Hydrofluorocarbons (HFC's), particularly hydrofluoroalkenes such tetrafluoropropenes, have been disclosed to be effective refrigerants, fire extinguishants, heat transfer media, propellants, foaming agents, blowing agents, gaseous dielectrics, sterilant carriers, polymerization media, particulate removal fluids, carrier fluids, buffing abrasive agents, displacement drying agents and power cycle working fluids. Unlike chlorofluorocarbons (CFCs) and hydrochlorofluorocarbons (HCFCs), both of which potentially damage the Earth's ozone layer, HFCs do not contain chlorine and thus pose no threat to the ozone layer. Tetrafluoropropenes, having zero ozone depletion and low global warming potential, have been identified as potentially filling this need. However, the toxicity, boiling point, and other physical properties in this class of chemicals vary greatly from isomer to isomer. One tetrafluoropropene having valuable properties is 2,3,3,3-tetrafluoropropene (HFO-1234yf).
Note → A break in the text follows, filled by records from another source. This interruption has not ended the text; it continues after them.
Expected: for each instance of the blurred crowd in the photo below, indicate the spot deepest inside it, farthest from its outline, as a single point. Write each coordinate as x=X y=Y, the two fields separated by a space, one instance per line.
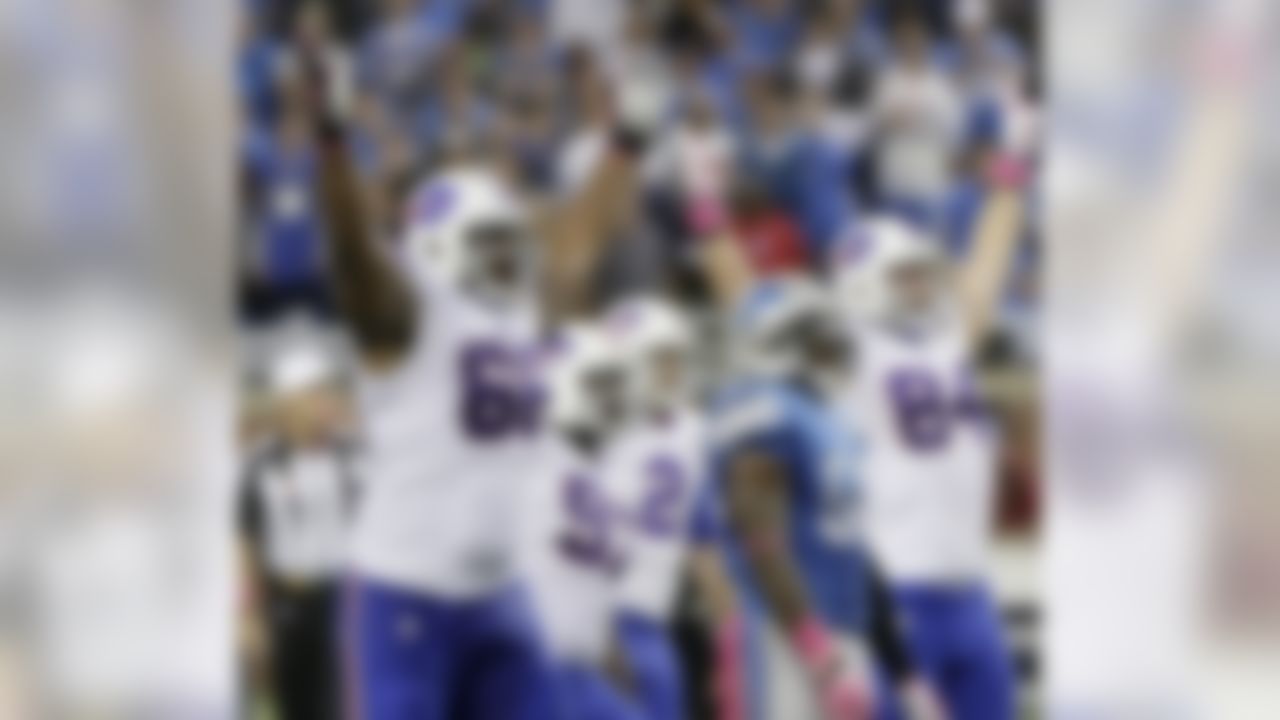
x=807 y=114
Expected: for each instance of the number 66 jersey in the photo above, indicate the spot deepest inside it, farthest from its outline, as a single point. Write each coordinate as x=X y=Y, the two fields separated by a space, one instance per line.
x=929 y=468
x=451 y=438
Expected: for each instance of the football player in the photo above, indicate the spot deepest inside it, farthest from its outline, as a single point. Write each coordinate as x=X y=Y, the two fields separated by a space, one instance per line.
x=576 y=550
x=659 y=475
x=447 y=323
x=931 y=449
x=790 y=469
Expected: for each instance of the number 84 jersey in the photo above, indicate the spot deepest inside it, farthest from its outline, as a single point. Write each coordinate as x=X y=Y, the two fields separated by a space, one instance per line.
x=931 y=446
x=452 y=433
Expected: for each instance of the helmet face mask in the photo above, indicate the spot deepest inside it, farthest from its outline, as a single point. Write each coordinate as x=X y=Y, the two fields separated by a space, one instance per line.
x=589 y=382
x=467 y=228
x=822 y=356
x=892 y=274
x=792 y=332
x=498 y=261
x=657 y=341
x=606 y=393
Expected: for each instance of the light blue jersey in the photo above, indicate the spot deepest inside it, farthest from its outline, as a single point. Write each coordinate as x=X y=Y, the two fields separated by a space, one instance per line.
x=821 y=459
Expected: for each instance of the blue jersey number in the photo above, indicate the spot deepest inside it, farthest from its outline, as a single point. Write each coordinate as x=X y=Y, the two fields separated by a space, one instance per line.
x=497 y=399
x=926 y=414
x=586 y=540
x=659 y=514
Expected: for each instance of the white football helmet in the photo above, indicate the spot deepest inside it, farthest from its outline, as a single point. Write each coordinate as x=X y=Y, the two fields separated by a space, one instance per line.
x=869 y=259
x=790 y=328
x=588 y=379
x=469 y=228
x=658 y=342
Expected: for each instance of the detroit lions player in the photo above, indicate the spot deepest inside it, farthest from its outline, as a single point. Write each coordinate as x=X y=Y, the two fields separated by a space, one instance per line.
x=437 y=623
x=661 y=472
x=789 y=470
x=576 y=552
x=929 y=474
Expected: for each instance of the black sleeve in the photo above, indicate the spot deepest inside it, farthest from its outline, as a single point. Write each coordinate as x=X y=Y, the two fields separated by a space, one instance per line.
x=886 y=636
x=248 y=502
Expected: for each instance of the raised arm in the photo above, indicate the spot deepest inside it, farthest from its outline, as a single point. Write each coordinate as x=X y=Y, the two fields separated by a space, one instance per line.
x=375 y=300
x=982 y=279
x=726 y=265
x=373 y=295
x=575 y=229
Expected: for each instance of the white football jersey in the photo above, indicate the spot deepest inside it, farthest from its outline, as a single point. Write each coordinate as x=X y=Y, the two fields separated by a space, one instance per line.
x=657 y=475
x=452 y=432
x=572 y=554
x=931 y=454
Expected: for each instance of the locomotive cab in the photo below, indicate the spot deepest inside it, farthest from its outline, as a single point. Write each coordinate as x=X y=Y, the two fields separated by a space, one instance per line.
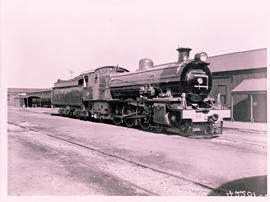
x=196 y=81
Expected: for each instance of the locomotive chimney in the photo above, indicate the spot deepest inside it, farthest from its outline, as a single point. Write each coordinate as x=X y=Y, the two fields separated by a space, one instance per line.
x=183 y=54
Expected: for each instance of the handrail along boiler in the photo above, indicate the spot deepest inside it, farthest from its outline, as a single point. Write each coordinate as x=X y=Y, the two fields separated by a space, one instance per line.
x=172 y=96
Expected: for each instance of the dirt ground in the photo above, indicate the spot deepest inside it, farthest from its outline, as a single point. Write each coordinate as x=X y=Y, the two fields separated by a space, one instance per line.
x=41 y=165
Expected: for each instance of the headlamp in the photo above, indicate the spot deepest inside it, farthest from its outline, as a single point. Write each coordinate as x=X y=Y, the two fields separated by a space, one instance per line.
x=200 y=80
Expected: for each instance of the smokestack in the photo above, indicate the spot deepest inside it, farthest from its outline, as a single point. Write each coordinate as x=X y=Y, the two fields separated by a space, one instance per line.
x=183 y=54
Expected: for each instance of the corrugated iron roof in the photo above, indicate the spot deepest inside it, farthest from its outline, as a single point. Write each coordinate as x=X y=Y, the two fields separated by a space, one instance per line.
x=251 y=85
x=239 y=61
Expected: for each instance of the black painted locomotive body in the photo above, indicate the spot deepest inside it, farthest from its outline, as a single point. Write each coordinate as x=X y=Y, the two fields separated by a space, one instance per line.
x=171 y=96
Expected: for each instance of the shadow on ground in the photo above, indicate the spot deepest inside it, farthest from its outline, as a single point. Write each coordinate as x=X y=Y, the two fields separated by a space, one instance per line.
x=251 y=186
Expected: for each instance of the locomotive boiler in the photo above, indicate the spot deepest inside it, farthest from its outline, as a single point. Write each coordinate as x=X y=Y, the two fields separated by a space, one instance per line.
x=172 y=96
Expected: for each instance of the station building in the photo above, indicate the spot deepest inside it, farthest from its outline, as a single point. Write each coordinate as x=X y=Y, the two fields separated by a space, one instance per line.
x=241 y=80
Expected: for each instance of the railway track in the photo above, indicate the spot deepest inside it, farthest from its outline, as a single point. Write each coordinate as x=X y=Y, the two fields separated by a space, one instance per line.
x=212 y=190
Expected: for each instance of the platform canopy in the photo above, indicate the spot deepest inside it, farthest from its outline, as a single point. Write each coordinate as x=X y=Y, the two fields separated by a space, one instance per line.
x=251 y=86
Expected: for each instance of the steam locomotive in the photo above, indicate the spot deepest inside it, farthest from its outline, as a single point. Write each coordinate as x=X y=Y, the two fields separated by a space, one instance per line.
x=172 y=96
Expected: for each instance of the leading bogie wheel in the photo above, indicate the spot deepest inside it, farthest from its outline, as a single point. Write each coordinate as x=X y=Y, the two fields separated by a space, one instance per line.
x=129 y=122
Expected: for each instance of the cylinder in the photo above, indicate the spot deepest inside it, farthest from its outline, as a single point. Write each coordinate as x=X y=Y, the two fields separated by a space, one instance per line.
x=145 y=63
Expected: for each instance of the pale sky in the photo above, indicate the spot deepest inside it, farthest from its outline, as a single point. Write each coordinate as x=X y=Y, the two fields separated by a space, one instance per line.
x=44 y=39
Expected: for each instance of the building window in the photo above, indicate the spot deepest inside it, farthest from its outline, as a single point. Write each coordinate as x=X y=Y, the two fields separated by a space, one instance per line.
x=222 y=90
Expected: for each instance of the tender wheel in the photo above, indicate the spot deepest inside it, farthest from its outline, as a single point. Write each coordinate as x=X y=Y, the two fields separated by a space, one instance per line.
x=117 y=121
x=144 y=123
x=159 y=128
x=129 y=110
x=185 y=129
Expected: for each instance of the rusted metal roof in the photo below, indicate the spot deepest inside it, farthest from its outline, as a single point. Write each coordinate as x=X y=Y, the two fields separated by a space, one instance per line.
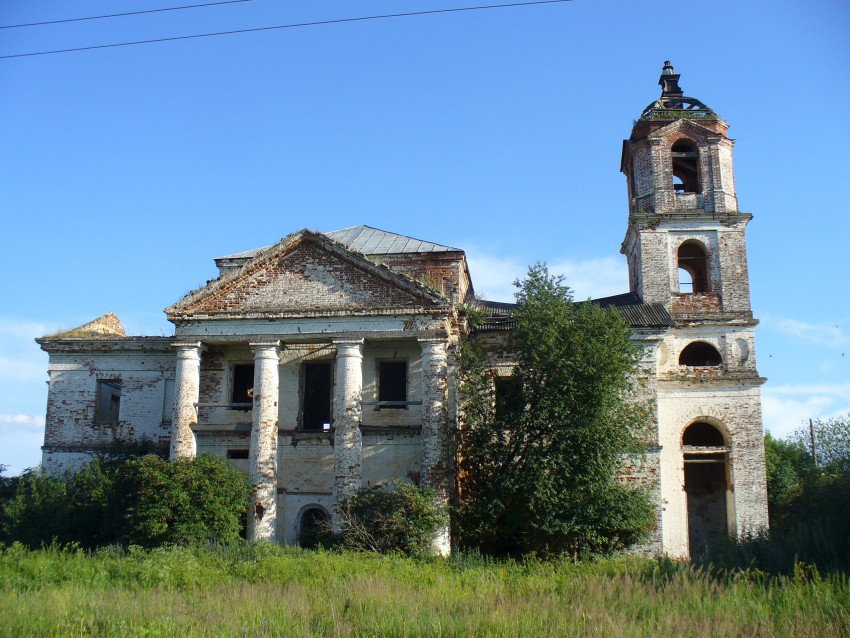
x=636 y=313
x=373 y=241
x=366 y=241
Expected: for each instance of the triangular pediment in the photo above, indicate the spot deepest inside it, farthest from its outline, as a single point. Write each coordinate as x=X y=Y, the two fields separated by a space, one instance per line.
x=306 y=273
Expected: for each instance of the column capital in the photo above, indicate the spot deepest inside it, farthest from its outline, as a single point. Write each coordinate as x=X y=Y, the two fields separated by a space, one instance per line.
x=433 y=345
x=348 y=342
x=349 y=347
x=265 y=345
x=186 y=345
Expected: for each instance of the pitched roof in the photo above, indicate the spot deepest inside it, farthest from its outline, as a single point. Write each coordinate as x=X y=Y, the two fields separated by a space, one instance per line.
x=636 y=313
x=373 y=241
x=233 y=294
x=366 y=241
x=105 y=326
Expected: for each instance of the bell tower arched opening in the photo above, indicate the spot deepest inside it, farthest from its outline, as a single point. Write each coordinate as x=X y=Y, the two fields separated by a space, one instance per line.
x=706 y=462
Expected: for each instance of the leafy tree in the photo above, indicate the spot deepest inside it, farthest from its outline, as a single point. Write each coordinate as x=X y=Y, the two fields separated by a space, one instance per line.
x=402 y=518
x=538 y=460
x=832 y=440
x=184 y=501
x=142 y=500
x=38 y=513
x=788 y=466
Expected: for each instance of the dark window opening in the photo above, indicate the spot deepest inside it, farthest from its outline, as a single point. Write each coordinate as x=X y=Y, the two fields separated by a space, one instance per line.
x=313 y=526
x=392 y=384
x=686 y=282
x=700 y=353
x=108 y=399
x=313 y=519
x=694 y=261
x=706 y=487
x=508 y=398
x=685 y=167
x=703 y=435
x=316 y=407
x=243 y=383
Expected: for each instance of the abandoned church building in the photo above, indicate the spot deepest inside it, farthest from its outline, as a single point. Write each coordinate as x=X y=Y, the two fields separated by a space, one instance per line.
x=326 y=362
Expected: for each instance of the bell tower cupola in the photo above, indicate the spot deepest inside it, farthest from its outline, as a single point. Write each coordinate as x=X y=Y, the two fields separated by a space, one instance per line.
x=685 y=241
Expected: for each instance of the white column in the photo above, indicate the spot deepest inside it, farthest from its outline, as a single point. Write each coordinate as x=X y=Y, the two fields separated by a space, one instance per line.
x=435 y=471
x=263 y=453
x=348 y=442
x=186 y=394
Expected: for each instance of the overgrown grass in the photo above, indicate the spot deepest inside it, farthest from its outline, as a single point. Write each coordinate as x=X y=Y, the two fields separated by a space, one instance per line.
x=268 y=591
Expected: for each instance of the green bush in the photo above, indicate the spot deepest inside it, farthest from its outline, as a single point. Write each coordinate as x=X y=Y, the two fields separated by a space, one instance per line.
x=144 y=501
x=184 y=501
x=39 y=512
x=401 y=518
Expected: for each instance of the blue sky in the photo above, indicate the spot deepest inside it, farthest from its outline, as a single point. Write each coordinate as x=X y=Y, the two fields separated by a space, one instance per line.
x=124 y=171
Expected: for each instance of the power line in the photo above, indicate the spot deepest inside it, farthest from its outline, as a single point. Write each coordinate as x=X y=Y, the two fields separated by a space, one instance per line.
x=121 y=15
x=287 y=26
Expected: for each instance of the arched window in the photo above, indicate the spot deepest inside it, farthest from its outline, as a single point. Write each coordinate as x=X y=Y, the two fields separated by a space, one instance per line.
x=694 y=261
x=702 y=434
x=313 y=525
x=700 y=353
x=685 y=167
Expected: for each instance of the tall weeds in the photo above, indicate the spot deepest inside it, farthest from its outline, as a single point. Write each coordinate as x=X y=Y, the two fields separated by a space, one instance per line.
x=262 y=590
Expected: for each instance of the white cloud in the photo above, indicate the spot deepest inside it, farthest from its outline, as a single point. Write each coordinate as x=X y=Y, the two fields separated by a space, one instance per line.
x=493 y=277
x=786 y=408
x=827 y=334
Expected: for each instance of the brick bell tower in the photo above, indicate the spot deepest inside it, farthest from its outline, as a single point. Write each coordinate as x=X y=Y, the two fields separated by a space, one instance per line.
x=686 y=249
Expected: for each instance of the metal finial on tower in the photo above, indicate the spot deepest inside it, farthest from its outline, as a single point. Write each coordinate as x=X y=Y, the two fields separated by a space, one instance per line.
x=669 y=81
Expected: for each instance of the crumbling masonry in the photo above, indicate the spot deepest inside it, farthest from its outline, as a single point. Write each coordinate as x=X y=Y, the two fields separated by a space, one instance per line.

Thus, there is a need for new manufacturing processes for the production of tetrafluoropropenes and in particular 2,3,3,3-tetrafluoropropene. 2,3,3,3-Tetrafluoropropene (HFO-1234yf) is a refrigerant that has been designed to meet the EU regulations for automotive air conditioning.
U.S. patent application publication US2007/0179324 discloses a synthesis process involving the dehydrofluorination of 1,1,1,2,3-pentafluoropropane (HFC-245eb) to form HFO-1234yf. Also disclosed is the dehydrofluorination of 1,1,1,2,3,3-hexafluoropropane (HFC-236ea) under similar conditions to form 1,2,3,3,3-pentafluoropropene (HFO-1225ye(Z)). Accordingly, the presence of HFC-236ea impurities in this reaction could produce HFO-1225ye(Z) as an unwanted byproduct. To overcome this issue, US2007/0179324 also discloses that HFO-1225ye(Z) can be reacted with hydrogen to form HFC-245eb, which can be dehydrofluorinated to form HFO-1234yf. However, any HFO-1225ye(Z) which is not fully hydrogenated in the first step will end up as an impurity if the final product stream of HFO-1234yf.
Distillation is a conventional purification method for commercial processes. Distillation takes advantage of the fact that the liquid and vapor of a chemical mixture are at different compositions. However, distillation becomes inefficient and then impossible as the chemical mixture approaches a pinch point and an azeotropic composition, respectively. The closer the composition is to a pinch point the more yield loss there will be in the distillation. This phenomena renders the separation of HFO-1225ye(Z) from a HFO-1234yf product stream using standard distillation techniques very difficult. More particularly, it is very difficult to remove HFO-1225ye(Z) from HFO-1234yf by conventional distillation at very low levels of HFO-1225ye(Z) without large yield losses due to the fact that HFO-1225ye(Z) and HFO-1234yf form an azeotrope (see U.S. Pat. No. 7,098,176).